Vale destacar además que uno de los principales atractivos de la propuesta kantiana es la renuncia a caer en la tentación de proponer un gobierno mundial como solución al problema de la anarquía, conformándose con una menos radical y enmarcada dentro del registro de lo posible y lo deseable. Similar al diagnostico que Hobbes realiza frente a las dificultades que plantea el estado de naturaleza para los individuos, Kant llega a la conclusión de que los Estados también deben superar la anarquía por la simple razón de que “se perjudican unos a otros ya por su mera coexistencia” (Kant, 2000, 89). Esto último, sin embargo, no quiere decir que un Estado mundial sea la solución al problema de la guerra, dado que no haría más que fomentarla.

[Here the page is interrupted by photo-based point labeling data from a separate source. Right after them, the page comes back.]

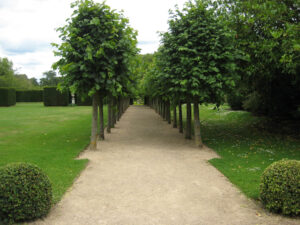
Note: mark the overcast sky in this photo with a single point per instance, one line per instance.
(27, 27)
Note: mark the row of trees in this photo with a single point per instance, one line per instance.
(267, 32)
(243, 52)
(96, 57)
(195, 64)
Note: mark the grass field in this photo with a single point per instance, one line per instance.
(50, 137)
(245, 147)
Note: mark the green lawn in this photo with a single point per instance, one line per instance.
(50, 137)
(246, 149)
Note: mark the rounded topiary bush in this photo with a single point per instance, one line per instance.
(25, 193)
(280, 187)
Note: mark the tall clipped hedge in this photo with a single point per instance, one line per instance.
(7, 96)
(83, 102)
(53, 97)
(29, 95)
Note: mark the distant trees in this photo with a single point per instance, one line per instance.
(9, 78)
(50, 79)
(195, 63)
(6, 73)
(268, 34)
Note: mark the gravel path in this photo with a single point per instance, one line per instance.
(145, 172)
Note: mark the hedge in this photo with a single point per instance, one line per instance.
(29, 95)
(280, 187)
(26, 193)
(7, 96)
(53, 97)
(83, 102)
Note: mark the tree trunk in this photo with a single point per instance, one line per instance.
(93, 144)
(175, 115)
(188, 133)
(180, 118)
(109, 116)
(168, 112)
(114, 113)
(198, 139)
(101, 134)
(119, 109)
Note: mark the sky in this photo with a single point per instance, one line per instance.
(28, 27)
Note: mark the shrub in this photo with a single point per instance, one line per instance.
(29, 95)
(53, 97)
(26, 193)
(7, 96)
(280, 187)
(87, 101)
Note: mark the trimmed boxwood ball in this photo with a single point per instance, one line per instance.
(280, 187)
(25, 193)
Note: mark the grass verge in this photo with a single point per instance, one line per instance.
(246, 147)
(50, 137)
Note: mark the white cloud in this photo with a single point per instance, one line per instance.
(28, 27)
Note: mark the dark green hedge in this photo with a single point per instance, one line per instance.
(280, 187)
(53, 97)
(29, 95)
(7, 96)
(83, 102)
(26, 193)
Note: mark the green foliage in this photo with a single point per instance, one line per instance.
(49, 137)
(26, 193)
(197, 56)
(96, 51)
(87, 101)
(8, 78)
(7, 96)
(280, 187)
(53, 97)
(6, 73)
(246, 144)
(49, 79)
(29, 95)
(268, 33)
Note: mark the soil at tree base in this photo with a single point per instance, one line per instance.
(145, 172)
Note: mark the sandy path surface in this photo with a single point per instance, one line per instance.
(145, 172)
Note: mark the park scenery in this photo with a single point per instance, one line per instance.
(203, 130)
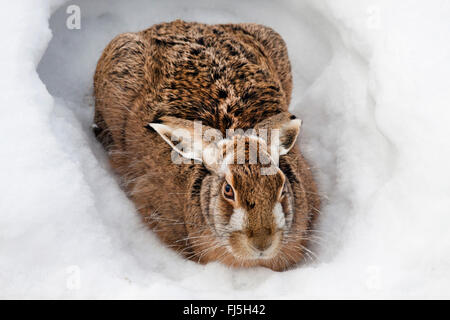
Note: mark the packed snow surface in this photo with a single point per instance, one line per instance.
(371, 85)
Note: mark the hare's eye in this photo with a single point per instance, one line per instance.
(228, 191)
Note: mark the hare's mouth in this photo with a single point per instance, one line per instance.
(242, 248)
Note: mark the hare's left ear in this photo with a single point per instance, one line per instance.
(287, 128)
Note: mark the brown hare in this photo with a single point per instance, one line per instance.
(153, 88)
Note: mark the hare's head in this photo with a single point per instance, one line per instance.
(246, 199)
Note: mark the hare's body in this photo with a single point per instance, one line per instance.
(227, 76)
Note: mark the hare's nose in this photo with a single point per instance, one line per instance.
(261, 241)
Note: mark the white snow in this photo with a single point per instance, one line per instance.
(371, 86)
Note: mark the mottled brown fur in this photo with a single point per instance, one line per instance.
(227, 76)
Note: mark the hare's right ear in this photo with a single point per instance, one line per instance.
(190, 139)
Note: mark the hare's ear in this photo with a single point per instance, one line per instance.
(283, 128)
(187, 138)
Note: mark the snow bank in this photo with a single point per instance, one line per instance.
(371, 84)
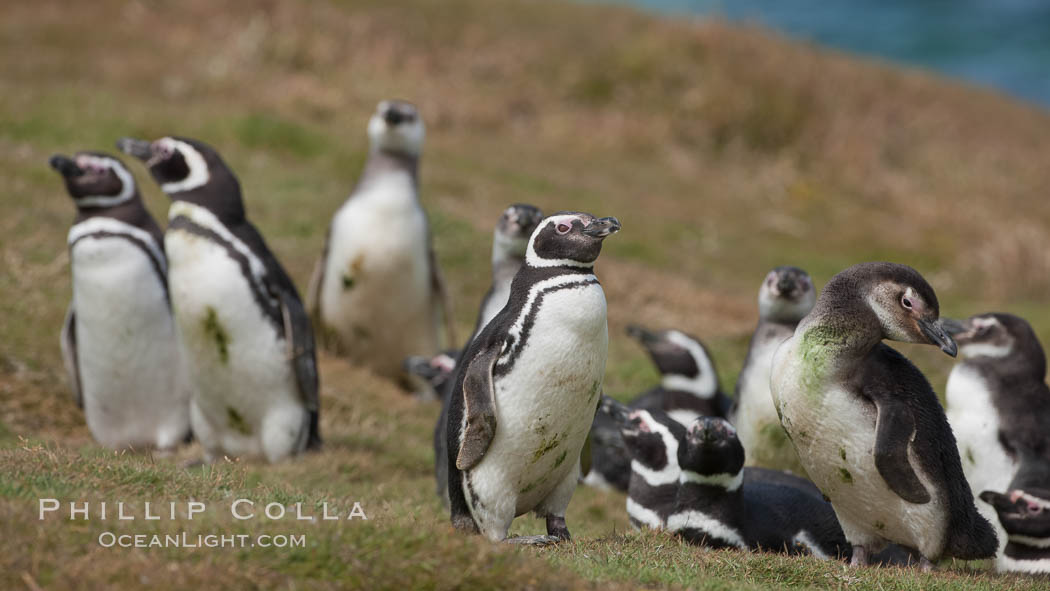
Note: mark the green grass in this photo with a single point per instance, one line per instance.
(723, 151)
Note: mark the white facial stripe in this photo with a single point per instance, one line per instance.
(1031, 567)
(533, 259)
(207, 219)
(643, 514)
(723, 480)
(707, 524)
(706, 384)
(405, 136)
(534, 291)
(985, 350)
(100, 224)
(198, 168)
(669, 473)
(127, 182)
(802, 537)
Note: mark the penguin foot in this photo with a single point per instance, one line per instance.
(557, 527)
(465, 524)
(859, 557)
(538, 541)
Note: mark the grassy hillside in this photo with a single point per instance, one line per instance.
(723, 151)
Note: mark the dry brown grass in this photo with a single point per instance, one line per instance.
(723, 151)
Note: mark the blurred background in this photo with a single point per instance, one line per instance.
(906, 131)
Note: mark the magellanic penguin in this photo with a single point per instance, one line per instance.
(245, 335)
(377, 294)
(528, 385)
(998, 400)
(866, 424)
(689, 388)
(1025, 515)
(651, 440)
(716, 508)
(509, 240)
(785, 297)
(119, 337)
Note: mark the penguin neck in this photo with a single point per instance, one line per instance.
(132, 212)
(382, 163)
(224, 202)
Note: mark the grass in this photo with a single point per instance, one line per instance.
(723, 151)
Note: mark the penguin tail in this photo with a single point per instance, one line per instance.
(973, 541)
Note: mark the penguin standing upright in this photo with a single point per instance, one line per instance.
(866, 424)
(528, 385)
(377, 294)
(244, 333)
(785, 297)
(689, 388)
(119, 339)
(998, 400)
(509, 241)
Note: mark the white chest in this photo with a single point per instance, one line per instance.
(975, 423)
(833, 431)
(545, 404)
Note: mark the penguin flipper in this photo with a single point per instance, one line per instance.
(479, 399)
(68, 341)
(895, 427)
(299, 339)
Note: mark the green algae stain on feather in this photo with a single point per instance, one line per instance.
(214, 331)
(561, 459)
(236, 422)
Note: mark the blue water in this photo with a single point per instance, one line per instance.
(1000, 43)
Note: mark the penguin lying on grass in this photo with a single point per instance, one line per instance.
(243, 331)
(866, 424)
(119, 337)
(528, 385)
(785, 297)
(716, 508)
(689, 388)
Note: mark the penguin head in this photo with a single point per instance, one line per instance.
(651, 438)
(187, 169)
(903, 303)
(397, 127)
(95, 180)
(513, 229)
(786, 295)
(711, 446)
(1024, 513)
(996, 336)
(684, 362)
(569, 239)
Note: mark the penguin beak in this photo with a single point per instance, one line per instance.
(602, 228)
(937, 335)
(617, 410)
(138, 148)
(953, 326)
(65, 166)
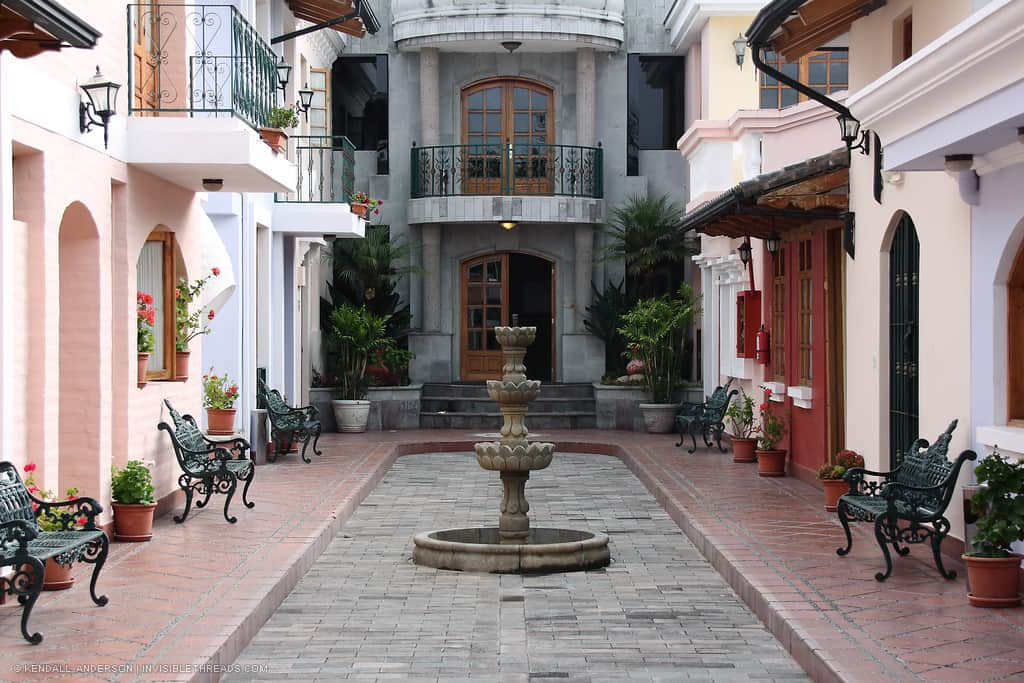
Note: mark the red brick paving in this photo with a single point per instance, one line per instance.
(197, 594)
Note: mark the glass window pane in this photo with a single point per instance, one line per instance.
(494, 96)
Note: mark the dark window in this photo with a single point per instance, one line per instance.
(359, 103)
(655, 105)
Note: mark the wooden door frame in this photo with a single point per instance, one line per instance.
(506, 316)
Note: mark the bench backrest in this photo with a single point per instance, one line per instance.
(186, 434)
(14, 501)
(927, 465)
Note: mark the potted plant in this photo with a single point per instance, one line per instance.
(56, 575)
(278, 120)
(145, 317)
(188, 325)
(830, 475)
(771, 460)
(993, 569)
(656, 328)
(219, 394)
(131, 492)
(357, 335)
(740, 416)
(361, 204)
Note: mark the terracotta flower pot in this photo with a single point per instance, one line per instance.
(220, 421)
(771, 463)
(742, 450)
(275, 138)
(994, 582)
(133, 522)
(181, 366)
(143, 360)
(834, 488)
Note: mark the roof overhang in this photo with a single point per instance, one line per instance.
(321, 11)
(794, 28)
(31, 27)
(803, 198)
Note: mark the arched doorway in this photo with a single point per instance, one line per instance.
(495, 288)
(79, 357)
(904, 274)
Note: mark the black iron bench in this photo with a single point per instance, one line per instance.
(918, 492)
(707, 419)
(26, 547)
(289, 424)
(207, 466)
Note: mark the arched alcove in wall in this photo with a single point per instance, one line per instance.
(80, 351)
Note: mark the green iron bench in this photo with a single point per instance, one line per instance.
(289, 424)
(208, 466)
(918, 492)
(707, 419)
(26, 547)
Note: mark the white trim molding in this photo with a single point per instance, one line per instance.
(953, 95)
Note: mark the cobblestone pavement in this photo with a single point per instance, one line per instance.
(658, 612)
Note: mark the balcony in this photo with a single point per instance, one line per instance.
(543, 183)
(327, 177)
(202, 81)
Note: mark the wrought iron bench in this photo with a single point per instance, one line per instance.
(289, 424)
(26, 547)
(707, 419)
(918, 492)
(208, 466)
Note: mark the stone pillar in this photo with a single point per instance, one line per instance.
(586, 97)
(584, 266)
(431, 236)
(429, 94)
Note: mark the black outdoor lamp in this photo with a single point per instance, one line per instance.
(850, 128)
(284, 73)
(305, 100)
(739, 46)
(102, 102)
(744, 252)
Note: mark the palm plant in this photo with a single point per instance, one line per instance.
(646, 232)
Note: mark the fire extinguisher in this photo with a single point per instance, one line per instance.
(763, 346)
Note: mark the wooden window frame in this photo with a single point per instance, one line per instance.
(803, 76)
(170, 318)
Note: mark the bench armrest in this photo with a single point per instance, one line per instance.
(76, 509)
(19, 531)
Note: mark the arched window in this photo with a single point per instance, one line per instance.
(508, 131)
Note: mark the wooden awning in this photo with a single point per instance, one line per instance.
(317, 11)
(803, 198)
(794, 28)
(31, 27)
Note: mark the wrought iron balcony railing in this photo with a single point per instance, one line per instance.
(562, 170)
(327, 169)
(188, 59)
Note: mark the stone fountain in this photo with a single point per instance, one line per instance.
(513, 547)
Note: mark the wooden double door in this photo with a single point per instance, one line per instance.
(496, 288)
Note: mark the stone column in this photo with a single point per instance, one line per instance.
(429, 97)
(584, 233)
(586, 97)
(431, 236)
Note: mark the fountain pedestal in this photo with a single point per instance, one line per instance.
(513, 547)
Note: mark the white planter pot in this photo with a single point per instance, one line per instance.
(351, 416)
(658, 418)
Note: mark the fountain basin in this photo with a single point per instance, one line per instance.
(499, 457)
(479, 549)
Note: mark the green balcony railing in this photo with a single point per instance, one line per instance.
(562, 170)
(197, 60)
(327, 169)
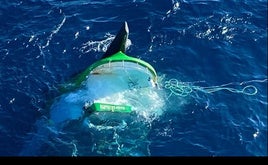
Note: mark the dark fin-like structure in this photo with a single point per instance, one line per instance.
(119, 43)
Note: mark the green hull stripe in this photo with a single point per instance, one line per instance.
(120, 56)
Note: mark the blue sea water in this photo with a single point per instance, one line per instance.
(221, 45)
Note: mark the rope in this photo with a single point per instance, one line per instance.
(184, 89)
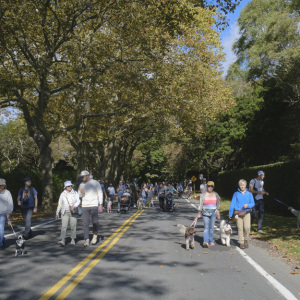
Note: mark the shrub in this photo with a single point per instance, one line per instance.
(281, 182)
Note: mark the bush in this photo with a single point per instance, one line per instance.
(15, 180)
(281, 182)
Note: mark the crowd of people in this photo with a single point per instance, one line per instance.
(92, 195)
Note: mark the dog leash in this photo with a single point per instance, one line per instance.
(194, 222)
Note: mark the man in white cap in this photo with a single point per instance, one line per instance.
(256, 187)
(92, 201)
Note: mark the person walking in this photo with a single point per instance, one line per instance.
(92, 201)
(68, 200)
(209, 209)
(6, 208)
(144, 194)
(27, 199)
(120, 190)
(241, 204)
(256, 187)
(203, 188)
(151, 192)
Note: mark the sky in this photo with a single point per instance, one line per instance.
(230, 35)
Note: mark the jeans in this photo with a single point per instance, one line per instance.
(259, 209)
(88, 212)
(209, 223)
(2, 226)
(27, 215)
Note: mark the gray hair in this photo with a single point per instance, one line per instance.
(242, 181)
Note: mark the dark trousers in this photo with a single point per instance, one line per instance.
(259, 209)
(27, 215)
(87, 213)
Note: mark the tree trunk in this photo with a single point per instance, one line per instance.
(46, 170)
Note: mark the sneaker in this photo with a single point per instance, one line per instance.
(62, 243)
(94, 240)
(205, 245)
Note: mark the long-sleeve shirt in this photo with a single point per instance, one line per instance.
(92, 195)
(66, 200)
(239, 199)
(6, 202)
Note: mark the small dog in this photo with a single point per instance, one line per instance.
(20, 246)
(109, 206)
(189, 234)
(140, 203)
(297, 214)
(226, 231)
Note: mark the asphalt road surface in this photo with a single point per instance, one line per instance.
(142, 255)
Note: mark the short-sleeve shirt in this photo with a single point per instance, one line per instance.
(27, 196)
(258, 185)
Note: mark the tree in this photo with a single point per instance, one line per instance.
(85, 55)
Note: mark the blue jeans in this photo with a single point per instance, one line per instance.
(258, 208)
(2, 226)
(209, 223)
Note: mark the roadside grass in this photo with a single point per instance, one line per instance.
(281, 232)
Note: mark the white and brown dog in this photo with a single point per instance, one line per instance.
(226, 231)
(297, 214)
(189, 234)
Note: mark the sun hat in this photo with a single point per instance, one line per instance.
(68, 183)
(84, 173)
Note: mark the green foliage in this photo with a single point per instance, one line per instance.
(281, 182)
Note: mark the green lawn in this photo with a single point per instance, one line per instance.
(281, 232)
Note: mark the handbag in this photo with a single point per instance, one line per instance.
(207, 212)
(76, 210)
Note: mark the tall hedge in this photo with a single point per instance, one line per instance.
(281, 181)
(15, 180)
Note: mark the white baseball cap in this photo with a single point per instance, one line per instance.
(84, 173)
(68, 183)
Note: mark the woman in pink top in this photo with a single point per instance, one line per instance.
(209, 209)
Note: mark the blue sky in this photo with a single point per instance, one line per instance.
(230, 34)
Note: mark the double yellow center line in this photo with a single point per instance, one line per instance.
(114, 238)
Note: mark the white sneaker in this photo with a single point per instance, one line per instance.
(86, 243)
(62, 243)
(94, 240)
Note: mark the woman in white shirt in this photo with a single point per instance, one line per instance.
(68, 200)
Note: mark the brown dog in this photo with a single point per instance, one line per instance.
(189, 234)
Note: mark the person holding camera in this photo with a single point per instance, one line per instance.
(67, 203)
(27, 199)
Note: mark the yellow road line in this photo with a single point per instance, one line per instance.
(84, 272)
(69, 276)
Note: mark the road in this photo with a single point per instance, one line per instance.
(142, 255)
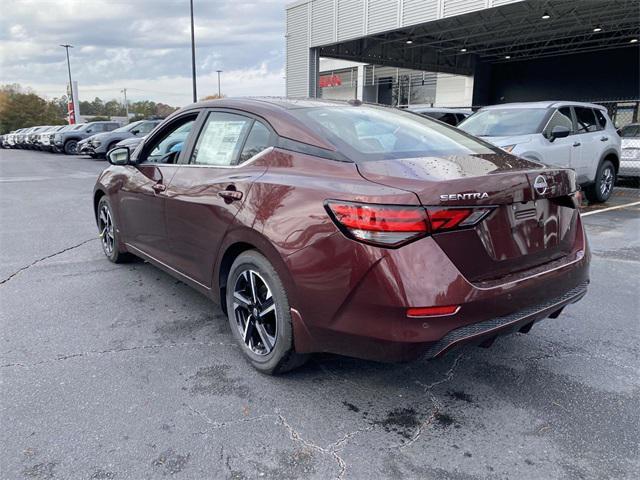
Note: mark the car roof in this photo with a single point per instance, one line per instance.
(427, 108)
(277, 111)
(543, 104)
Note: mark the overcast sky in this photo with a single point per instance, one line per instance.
(143, 45)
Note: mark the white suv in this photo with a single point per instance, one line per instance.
(577, 135)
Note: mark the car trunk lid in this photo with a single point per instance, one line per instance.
(533, 219)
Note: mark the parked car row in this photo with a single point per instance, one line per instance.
(91, 138)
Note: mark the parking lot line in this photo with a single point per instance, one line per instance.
(611, 208)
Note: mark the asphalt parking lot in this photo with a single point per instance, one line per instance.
(122, 372)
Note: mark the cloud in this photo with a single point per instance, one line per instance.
(144, 46)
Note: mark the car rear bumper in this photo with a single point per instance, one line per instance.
(629, 168)
(86, 149)
(371, 320)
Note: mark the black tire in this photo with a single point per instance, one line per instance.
(71, 147)
(109, 236)
(281, 357)
(111, 146)
(601, 189)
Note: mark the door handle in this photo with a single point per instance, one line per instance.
(230, 195)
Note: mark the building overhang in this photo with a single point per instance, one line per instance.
(512, 32)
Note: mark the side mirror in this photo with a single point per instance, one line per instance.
(559, 131)
(119, 156)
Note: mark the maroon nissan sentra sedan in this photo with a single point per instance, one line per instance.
(346, 228)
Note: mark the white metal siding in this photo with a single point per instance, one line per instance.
(419, 11)
(458, 7)
(497, 3)
(322, 22)
(350, 19)
(298, 51)
(382, 15)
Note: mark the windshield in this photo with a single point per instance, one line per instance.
(378, 133)
(504, 122)
(630, 131)
(129, 127)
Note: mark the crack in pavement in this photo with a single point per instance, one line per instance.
(35, 262)
(331, 449)
(98, 353)
(216, 425)
(436, 405)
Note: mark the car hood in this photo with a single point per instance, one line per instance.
(508, 140)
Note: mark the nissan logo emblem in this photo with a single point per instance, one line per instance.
(540, 185)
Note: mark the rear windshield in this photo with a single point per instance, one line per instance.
(505, 122)
(128, 127)
(377, 133)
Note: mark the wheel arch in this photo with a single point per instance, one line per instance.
(235, 243)
(612, 155)
(97, 195)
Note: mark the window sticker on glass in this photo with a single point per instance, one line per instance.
(219, 141)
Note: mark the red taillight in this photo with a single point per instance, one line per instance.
(432, 311)
(385, 225)
(393, 226)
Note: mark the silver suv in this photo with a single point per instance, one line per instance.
(577, 135)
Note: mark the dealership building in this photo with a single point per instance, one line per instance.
(464, 52)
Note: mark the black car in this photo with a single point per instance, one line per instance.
(67, 141)
(99, 144)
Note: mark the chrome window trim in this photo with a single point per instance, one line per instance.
(191, 165)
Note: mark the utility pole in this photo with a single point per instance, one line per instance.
(126, 103)
(193, 55)
(73, 105)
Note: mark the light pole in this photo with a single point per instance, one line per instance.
(126, 103)
(73, 107)
(193, 55)
(219, 72)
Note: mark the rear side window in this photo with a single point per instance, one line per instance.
(561, 117)
(221, 139)
(257, 141)
(602, 120)
(145, 127)
(586, 120)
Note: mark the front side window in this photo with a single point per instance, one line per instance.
(167, 148)
(221, 139)
(602, 120)
(257, 140)
(586, 120)
(562, 118)
(505, 122)
(376, 133)
(145, 127)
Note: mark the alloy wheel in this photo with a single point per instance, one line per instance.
(606, 182)
(255, 312)
(105, 225)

Es necesario advertir a esta altura, en consonancia con lo expuesto por Bobbio, que la propuesta de Kant es altamente legalista, dada su insistencia en la erradicación de la guerra a través de mecanismos legales cuidadosamente diseñados en base a lo anteriormente expuesto. Kant expone los aspectos centrales de la tesis de la paz democrática – que se ha robado la atención de los internacionalistas –, pero lo que es más importante, sienta también las bases de lo que sería un derecho cosmopolita basado en las nociones de hospitalidad universal y ciudadanía mundial.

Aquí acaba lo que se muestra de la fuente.